Life is very tough for the Greeks today and it is jarring to see such a life side by side with the ostentatious and extreme luxury on offer in Santorini. It is an island that draws a jet-set crowd (ourselves excluded!), with private pools on cliff-side terraces, and sunset cocktails overlooking the water.
Expensive jewellery shops abound, and there are clearly two very different sides to life here, with the locals living modestly, far removed from the glitz of the 5 star hotels.
Interestingly, Santorini has no source of water, and while there is running water thanks to a desalination plant, the water is non-potable (barely usable to brush our teeth). So everyone stocks up on bottled water, and it was not unusual to see people pushing trolleys round a supermarket with a dozen cases of water, each containing 6 by 1.5 litre bottles. There is a thriving wine industry here, and the vines have adapted to the arid climate to absorb dew from the early morning coastal fog. In another adaptation, they are “trained” to grow in a low-sized basket shape, with the grapes hanging inside to protect them from the ferocious winds.
Our plan post Santorini was to go to the small, and very quiet island of Folegandros. We had been drawn there since we first read about its beautiful main town, considered by some to be the most beautiful town in Greece. It is a three hour ferry ride from Santorini, en route to the island of Milos which we planned to visit next. Unfortunately the large ferries we have used so far do not service that route, so we were left with a choice between 2 small ferry companies. Choosing the 9am departure over the 7am, we refrained from booking our onward accommodation in Folegandros; even though the weather was sunny and calm, we had a lingering concern that the ferry may not sail, having already witnessed the non-departure of the small ferry we were booked on way back in Syros.

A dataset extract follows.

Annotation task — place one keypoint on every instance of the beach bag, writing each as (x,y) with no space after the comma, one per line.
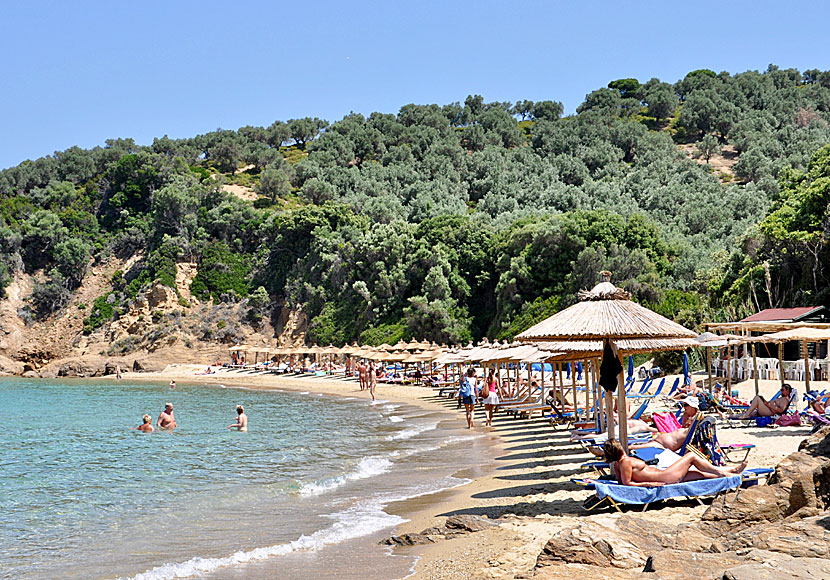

Adding fuel to our concern, on our last morning there we awoke to stormy skies and a gale force wind. Being dropped at the port half an hour early for our ferry, we took refuge from the wind in the Port Authority waiting room, and we seemed to be the only living souls at the port. Seeing how rough the sea was, we seriously doubted the ferry would turn up. We were also nervous about the ride ahead if it did turn up, half dreading it, and I wholly regretted the spinach and pickle pie I had for breakfast. Gradually a trickle of other travellers arrived (all Greek – the Chinese visit only Santorini) and we began to have confidence that the ferry would appear. Finally it came into view, heaving in the swell, and we watched as the port hands battled to secure it to the dock. Eventually secured, the door opened, and a couple of grateful passengers emerged, being helped over the heaving ramp and onto dry land. Next it was our turn to board, and we were passed one-by-one by the ferry crew up and over the wildly swinging ramp, and onto the only marginally less wildly-swinging ferry. We watched in horror as a heavily laden truck tried to reverse onboard, trying to cross a ramp that was constantly moving, crashing loudly into the dock, often with one side of the ramp three feet higher than the other. After many false starts, to the relief of all, he made it, and, show over, we handed over our tickets for inspection. At this point we were told that the ferry would be skipping its scheduled stop at Folegandros as that port is too exposed, and heading directly to Paros (where we had been a week previously).
Facing a long day sailing in those seas, back to our least favourite island so far, we jumped ship. We couldn’t believe it – our plan was in tatters. With so few ferries at this time of the year, we weren’t sure what our next move would be. But as we watched our little ferry depart to do battle with the swell, our first step was to turn and face yet again that monstrous hill.